Prison laborers found to be working on farms that supply major grocers, restaurants

Kroger, McDonald’s, and several others now say they will reverse their policies, according to a wide-scale investigation by the Associated Press

Across the country, prisoners are farming the land as a means of supplying crops and products to grocery stores and restaurants. Many of these workers do not receive any kind of pay or benefits, and yet the practice remains legal. 

For two years, the Associated Press followed these prisoners around to get a sense of the kind of labor they were doing. That investigation found that this kind of prison labor is associated with agricultural products which end up in the open market and the shelves or manufacturing food plants operated by restaurants like McDonald’s, Pizza Hut, Burger King, and grocery stores including Kroger, Whole Foods, and Walmart.
According to the AP investigation, the business is big, generating hundreds of millions of dollars’ worth of product. 

It’s completely legit, even though these companies are turning a blind eye to their own policies by purchasing directly from prisons, the AP writes. The act is protected by the 13th Amendment of the Constitution, which bans slavery and involuntary servitude unless it is a punishment for a crime. 

Now, the amendment is being challenged in federal court and revisions to state constitutions will be on the ballot this year. 

Cliff Johnson, director of the MacArthur Justice Center at the University of Mississippi who was quoted in the AP piece,  spoke to Supermarket News about the issue. 

Johnson told SN about two worlds when it comes to prison labor. The first involves incarcerated individuals who are a part of restitution centers. For people who have been revoked from their probation,  these centers provide the opportunity to work a job that pays the Mississippi Department of Corrections and allows it to apply wages to outstanding fines, fees, and restitution obligations.

“Mississippi years ago set up these restitution centers. It says, ‘Look, rather than sending this person to prison, send them to a restitution center. Let’s get them a job at the local Home Depot or manufacturing facility or maybe a supermarket, whatever companies participate in it. And rather than just sitting in prison, not earning any money toward their outstanding financial obligation, they can whittle down what they owe while they're in this facility,” Johnson told SN.

The second world involves private companies which use prisoners for labor at reduced wages, or no wages at all.

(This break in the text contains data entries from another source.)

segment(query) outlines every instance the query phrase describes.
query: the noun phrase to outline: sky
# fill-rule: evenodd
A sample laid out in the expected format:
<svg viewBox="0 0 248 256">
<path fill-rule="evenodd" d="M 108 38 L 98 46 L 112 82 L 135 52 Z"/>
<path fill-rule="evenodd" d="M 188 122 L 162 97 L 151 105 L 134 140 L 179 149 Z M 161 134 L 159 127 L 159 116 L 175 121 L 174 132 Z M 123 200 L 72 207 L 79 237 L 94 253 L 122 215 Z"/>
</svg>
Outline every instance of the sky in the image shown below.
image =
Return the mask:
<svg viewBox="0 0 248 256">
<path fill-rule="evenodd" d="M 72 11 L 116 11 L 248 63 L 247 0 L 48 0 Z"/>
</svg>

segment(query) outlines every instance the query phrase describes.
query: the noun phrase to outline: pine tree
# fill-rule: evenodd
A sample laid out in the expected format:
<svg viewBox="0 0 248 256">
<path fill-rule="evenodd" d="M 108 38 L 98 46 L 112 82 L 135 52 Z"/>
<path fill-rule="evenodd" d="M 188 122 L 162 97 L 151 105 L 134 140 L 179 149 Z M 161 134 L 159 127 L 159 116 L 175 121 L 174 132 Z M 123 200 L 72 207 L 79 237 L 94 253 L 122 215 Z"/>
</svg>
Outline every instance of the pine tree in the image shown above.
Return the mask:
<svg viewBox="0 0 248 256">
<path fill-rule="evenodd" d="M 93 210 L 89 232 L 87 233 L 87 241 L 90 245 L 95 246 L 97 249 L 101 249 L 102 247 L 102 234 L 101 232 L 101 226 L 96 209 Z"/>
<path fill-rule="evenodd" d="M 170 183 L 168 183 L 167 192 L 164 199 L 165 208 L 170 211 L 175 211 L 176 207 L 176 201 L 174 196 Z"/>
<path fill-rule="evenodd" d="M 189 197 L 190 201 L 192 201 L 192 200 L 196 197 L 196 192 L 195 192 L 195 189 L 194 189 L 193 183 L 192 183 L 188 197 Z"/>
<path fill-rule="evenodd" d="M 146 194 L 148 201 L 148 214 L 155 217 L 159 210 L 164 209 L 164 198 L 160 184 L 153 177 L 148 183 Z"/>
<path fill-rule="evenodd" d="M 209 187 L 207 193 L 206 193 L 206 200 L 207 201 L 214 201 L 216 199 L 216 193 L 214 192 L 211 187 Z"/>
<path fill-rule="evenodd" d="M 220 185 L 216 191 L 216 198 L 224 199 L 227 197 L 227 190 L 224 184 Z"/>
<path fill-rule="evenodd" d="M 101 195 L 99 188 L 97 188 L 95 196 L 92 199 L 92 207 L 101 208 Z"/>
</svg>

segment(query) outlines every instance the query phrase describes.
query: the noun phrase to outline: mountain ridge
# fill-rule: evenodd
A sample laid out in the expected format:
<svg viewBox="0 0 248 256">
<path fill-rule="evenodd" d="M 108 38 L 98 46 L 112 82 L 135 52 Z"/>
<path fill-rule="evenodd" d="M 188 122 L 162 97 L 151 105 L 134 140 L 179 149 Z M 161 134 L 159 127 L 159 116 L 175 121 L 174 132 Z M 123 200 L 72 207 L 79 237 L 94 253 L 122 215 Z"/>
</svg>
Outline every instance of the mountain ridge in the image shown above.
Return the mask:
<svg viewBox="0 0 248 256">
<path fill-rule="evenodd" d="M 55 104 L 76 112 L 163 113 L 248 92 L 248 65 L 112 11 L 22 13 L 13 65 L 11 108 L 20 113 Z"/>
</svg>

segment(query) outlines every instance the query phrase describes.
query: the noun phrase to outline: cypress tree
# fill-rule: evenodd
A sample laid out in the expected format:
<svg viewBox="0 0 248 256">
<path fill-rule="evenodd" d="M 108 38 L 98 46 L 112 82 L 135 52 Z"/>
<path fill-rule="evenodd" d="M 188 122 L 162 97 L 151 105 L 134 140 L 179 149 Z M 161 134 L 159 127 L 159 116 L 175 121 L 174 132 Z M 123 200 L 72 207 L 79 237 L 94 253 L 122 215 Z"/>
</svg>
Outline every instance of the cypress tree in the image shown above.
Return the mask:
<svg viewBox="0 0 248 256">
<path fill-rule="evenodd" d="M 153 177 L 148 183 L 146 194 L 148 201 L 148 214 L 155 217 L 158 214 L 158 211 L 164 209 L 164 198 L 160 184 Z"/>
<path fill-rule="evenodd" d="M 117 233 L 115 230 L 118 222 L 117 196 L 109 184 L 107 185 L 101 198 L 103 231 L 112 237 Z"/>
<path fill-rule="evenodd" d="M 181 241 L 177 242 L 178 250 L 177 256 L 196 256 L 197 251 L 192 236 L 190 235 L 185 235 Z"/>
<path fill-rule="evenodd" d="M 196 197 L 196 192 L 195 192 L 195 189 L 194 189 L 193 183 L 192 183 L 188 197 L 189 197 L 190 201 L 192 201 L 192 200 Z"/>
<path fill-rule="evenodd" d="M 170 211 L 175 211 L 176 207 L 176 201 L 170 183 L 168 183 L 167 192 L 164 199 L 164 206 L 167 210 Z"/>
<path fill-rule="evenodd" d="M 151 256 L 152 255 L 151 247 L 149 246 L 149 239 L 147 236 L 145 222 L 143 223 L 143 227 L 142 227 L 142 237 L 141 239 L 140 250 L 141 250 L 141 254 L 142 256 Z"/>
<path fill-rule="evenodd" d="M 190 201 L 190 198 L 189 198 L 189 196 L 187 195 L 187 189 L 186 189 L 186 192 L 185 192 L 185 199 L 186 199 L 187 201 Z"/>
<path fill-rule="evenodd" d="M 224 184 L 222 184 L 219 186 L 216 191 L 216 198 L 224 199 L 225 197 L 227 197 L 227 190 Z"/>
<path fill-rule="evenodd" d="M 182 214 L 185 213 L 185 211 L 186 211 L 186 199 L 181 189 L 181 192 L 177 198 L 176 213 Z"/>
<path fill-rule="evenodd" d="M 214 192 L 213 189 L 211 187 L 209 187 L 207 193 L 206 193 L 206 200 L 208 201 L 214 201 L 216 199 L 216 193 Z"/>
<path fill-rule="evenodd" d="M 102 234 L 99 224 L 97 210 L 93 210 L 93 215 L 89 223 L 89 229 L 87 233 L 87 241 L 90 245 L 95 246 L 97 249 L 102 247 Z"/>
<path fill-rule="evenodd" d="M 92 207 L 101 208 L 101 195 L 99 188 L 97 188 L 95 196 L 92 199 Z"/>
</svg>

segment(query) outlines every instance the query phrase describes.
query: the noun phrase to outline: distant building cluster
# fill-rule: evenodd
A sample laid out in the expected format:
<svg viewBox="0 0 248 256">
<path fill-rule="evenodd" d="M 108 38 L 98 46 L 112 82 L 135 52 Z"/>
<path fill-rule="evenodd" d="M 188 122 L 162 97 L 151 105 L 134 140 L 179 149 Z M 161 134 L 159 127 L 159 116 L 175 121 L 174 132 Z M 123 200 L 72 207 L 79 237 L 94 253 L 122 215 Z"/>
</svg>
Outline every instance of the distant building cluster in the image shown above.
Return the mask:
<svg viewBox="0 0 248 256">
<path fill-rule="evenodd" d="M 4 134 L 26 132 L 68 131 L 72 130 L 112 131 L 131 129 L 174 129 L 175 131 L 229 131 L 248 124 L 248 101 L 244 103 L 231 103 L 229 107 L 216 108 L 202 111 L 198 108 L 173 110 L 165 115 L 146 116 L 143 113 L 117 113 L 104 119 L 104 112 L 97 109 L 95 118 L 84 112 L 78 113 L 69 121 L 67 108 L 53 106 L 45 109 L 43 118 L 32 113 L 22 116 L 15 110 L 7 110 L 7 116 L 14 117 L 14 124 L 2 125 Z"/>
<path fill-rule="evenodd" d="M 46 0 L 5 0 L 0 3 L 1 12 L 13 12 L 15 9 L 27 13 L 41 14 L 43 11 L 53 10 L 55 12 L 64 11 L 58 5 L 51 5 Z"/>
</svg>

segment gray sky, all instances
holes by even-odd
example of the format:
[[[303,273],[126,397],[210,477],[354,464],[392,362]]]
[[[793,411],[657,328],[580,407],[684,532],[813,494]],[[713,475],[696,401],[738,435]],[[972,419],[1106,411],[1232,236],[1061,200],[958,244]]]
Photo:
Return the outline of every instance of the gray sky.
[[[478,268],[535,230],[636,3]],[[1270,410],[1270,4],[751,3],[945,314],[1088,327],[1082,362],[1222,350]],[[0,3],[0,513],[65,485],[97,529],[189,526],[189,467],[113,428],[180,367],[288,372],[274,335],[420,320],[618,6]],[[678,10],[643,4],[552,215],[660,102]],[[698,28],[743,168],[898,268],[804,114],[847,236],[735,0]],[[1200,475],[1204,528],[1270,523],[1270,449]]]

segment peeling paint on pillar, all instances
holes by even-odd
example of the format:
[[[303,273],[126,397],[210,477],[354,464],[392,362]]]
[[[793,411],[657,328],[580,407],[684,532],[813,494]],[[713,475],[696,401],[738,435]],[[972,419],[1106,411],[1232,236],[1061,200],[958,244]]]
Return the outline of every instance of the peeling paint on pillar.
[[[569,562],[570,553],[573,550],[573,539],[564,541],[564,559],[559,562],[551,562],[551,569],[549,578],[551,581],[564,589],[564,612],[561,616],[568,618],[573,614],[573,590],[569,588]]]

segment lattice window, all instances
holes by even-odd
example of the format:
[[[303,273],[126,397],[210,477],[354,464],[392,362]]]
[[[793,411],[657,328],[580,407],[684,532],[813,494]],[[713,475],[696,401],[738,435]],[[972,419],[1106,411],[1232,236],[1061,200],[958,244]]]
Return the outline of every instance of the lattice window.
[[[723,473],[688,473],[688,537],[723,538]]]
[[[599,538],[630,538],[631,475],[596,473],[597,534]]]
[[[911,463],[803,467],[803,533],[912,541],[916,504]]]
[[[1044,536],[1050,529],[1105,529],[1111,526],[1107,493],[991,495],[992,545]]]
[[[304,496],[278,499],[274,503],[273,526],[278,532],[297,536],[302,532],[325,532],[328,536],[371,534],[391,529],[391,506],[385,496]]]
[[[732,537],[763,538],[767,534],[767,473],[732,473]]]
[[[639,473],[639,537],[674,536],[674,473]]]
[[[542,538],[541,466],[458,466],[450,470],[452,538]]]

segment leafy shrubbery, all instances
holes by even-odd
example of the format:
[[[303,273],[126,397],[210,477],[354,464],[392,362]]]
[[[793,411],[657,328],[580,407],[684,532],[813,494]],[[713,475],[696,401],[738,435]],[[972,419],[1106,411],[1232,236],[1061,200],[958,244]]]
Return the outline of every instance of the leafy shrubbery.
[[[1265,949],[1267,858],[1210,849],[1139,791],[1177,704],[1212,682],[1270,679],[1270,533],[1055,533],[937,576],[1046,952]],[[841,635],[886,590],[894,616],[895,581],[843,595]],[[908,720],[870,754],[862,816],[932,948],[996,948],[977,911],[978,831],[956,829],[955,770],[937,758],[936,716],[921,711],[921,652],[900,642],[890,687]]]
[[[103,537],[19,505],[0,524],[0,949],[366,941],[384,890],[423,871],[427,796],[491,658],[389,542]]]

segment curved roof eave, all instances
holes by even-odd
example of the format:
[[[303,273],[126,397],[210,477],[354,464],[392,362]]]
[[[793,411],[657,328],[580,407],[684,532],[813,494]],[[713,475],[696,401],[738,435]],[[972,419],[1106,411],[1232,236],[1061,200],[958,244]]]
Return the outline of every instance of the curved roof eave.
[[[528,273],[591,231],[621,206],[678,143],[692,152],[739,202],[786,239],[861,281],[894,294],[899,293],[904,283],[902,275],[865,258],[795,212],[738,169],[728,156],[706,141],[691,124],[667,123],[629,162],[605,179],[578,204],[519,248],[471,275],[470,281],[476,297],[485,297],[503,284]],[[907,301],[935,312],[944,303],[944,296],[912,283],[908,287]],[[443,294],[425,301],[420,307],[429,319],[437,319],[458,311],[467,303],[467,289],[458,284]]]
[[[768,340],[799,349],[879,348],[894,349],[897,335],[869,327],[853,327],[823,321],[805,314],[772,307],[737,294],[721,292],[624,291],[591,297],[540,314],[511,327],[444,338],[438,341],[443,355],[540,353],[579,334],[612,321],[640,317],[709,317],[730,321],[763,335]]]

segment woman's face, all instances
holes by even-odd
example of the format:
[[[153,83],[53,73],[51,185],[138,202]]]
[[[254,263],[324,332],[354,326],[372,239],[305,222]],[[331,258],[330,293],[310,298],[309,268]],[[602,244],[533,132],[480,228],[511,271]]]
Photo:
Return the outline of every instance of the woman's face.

“If there are ways we can teach them to weld or drive a truck or do other things that they need to do to have a job while they’re incarcerated and that leads to some greater chance of getting employed, finding work, or maybe staying in the job they had while they were incarcerated, I think people are interested in that conversation,” said Johnson. “To the extent that it is cheap labor for private companies friendly with politicians, many of us are deeply troubled by that regime.”

Johnson said he believes that as private companies get more and more aggressive with these programs, the chance for exploitation increases and, with it, the potential for more lawsuits against these kinds of practices.
Politics can also make a difference in terms of what action could be taken at the federal level. Johnson said that more conservative regimes historically have kept the status quo when it comes to  prison labor, while those on the liberal side have been more inclined to push for change. According to Johnson, the party of the appointed president makes all the difference. 

“It’s big money,” he said. “And I think it’s important for people to shine a light on it. And I think part of the challenge we face is that folks aren’t all that sympathetic to the plight of people who they view as bad folks who’ve done bad things. And so the notion that they have to work and they don't get paid a fair wage, there’s not a lot of people crying for those folks.

“And the truth of the matter is, I think what’s shortsighted about it, and where I think there’s room for a thoughtful discussion across partisan divides is, wait a minute, can we talk about what is intended to be rehabilitation? What’s going to help people be productive when they get out? Because 98% of people in our prisons are coming back into our communities, 98%. Can we talk about what helped them be productive versus what is exploitative?”

Whole Foods, Walmart, Aldi, and Kroger did not respond to a request for comment in time for publication of this story.